Ensconced in the train’s restaurant car, we see that against a backdrop of lush tropical forest, waterfalls and canyon walls so close we could almost reach out and touch them. The nomadic Ruramuri live scattered across the canyons and came to international attention when their feats of barefoot running — up to 100 miles in a single journey is not uncommon — became the subject of a bestselling book, Born to Run. Their presence punctuates our journey, the women in their colourful wraps and hand-embroidered skirts and shawls offering snacks, jewellery and handicrafts to passengers through the train’s window every time we stop.

The Copper Canyon

The next few days pass in a breathtaking blur. Bahuichivo, our second stop, takes less than four hours to reach but rises so steeply in elevation that the 24 hours we spend there, hiking and horseriding amid the pine-filled valleys, riverways and waterfalls, feels not just a world but seasons away from the arid scrub and desert landscape that surrounds Los Mochis. But it’s when we stop at Divisadero to take in the view that a true sense of the canyons’ scale really registers. Deeper and wider than the Grand Canyon, the Copper Canyon is in fact a series of six major canyons and spans a total length of more than 59,500km. Shimmering red in the afternoon light, the view across Urique canyon is so vast it boggles the mind that this is just a hint of what’s on offer.

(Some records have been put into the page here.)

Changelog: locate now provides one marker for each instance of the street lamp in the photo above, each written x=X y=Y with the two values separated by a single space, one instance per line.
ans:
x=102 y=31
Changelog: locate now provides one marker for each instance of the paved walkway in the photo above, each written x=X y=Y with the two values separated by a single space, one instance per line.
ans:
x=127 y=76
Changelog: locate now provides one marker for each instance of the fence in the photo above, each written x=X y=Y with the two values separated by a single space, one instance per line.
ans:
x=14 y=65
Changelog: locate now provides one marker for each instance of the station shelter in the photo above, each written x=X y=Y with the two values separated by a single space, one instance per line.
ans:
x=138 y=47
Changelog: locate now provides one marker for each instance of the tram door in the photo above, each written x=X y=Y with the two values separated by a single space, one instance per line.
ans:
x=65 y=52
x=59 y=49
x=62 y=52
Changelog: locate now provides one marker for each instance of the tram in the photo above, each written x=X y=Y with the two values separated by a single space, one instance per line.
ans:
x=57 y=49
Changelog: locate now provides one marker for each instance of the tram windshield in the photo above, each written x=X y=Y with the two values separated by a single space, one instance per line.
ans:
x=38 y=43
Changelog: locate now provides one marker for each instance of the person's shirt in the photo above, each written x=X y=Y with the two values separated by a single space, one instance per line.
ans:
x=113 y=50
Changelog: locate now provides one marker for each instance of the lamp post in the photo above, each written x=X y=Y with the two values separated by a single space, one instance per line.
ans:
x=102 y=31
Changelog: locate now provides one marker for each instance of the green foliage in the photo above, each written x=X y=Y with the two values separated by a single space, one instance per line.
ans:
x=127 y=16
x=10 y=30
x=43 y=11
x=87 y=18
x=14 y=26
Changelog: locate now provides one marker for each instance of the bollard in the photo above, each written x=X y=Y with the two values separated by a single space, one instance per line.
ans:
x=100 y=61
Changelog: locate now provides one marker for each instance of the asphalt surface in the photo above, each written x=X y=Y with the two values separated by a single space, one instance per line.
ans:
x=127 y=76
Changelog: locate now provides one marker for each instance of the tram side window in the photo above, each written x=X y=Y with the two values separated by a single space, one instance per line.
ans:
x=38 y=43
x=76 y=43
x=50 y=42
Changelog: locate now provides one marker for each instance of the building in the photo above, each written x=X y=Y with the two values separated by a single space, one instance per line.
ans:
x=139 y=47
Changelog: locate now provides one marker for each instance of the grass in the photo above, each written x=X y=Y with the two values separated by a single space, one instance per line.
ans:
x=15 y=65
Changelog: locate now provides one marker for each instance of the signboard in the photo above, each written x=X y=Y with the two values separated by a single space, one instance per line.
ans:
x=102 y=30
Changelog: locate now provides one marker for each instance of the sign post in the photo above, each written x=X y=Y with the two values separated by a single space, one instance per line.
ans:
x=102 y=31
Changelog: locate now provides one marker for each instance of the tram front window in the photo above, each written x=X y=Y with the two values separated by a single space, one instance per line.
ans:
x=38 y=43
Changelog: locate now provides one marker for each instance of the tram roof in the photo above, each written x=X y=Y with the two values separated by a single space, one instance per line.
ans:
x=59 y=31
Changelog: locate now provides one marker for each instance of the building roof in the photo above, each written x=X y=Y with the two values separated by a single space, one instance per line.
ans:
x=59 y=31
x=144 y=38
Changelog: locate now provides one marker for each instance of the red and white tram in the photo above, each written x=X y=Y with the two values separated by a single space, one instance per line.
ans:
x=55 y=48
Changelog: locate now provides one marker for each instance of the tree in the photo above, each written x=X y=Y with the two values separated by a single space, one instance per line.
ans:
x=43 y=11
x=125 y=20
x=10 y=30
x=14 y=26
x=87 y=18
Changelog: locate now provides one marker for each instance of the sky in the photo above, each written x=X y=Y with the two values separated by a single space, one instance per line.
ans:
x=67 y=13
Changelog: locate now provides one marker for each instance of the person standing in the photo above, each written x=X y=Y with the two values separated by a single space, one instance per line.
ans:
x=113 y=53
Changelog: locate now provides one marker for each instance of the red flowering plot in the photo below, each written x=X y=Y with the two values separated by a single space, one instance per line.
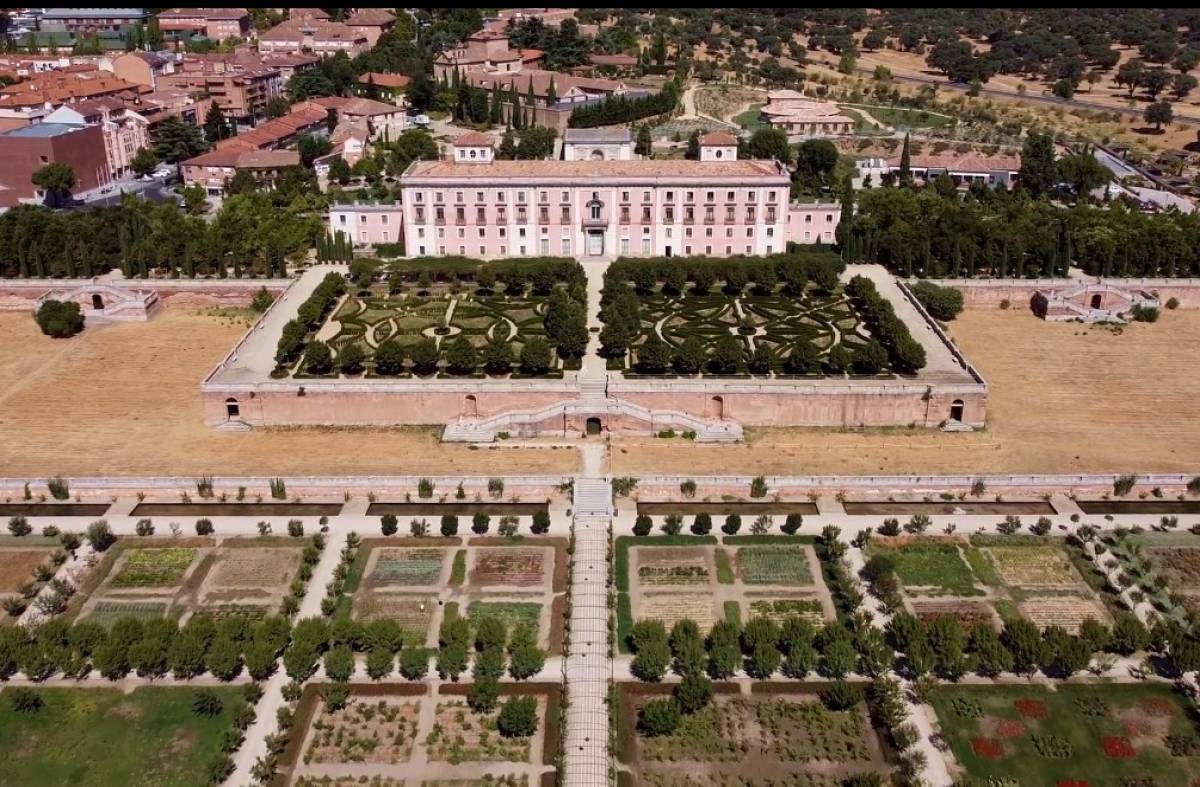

From here, it’s on to Creel, one of the most popular jumping-off points for exploring the region, with waterfalls, hot springs, ancient churches and beautiful natural beauty within easy reach. We’ve opted for a three-day visit to Batopilas, a former silver mining town deep at the bottom of the canyon floor. Once the world’s richest silver mines, it fell into disuse after the Mexican Revolution to be forgotten for the best part of 100 years.

Zubereitung von Tacos, Creel Mexiko
Alamy Stock Photo

To this day, Batopilas has a reputation as a place that time forgot. Even with new roads in place and vehicles up to the challenge, it takes around four hours to reach from Creel, with the final descent into Batopilas canyon itself a hair-raising run of switchback bends that offer spectacular views at every turn.

We spend two days exploring the town, marvelling at the deserted beauty of the Lost Cathedral, a leisurely 8km hike out of town, and the neo-Victorian kitsch of the Riverside Lodge — a delightfully eccentric boutique hotel that was once home to the town’s wealthiest family in the days when bi-weekly mule trains weighed down with silver made the long, arduous journey from the mine to Chihuahua.

The town of Creel
Alamy Stock Photo

We start the journey back to Chihuahua ourselves the next morning, albeit a slightly less arduous version than that of the mining days. Several hours later we will pull into Chihuahua station and back to real life but all this — the magic of the canyons — will stay with us long after we board our flight back to “Kansas” the next day.

Details

For El Chepe schedules and ticket information, visit chepe.com.mx. Three-day private tours of Batopilas cost US$928 (£720) for one to four people (amigos3.com).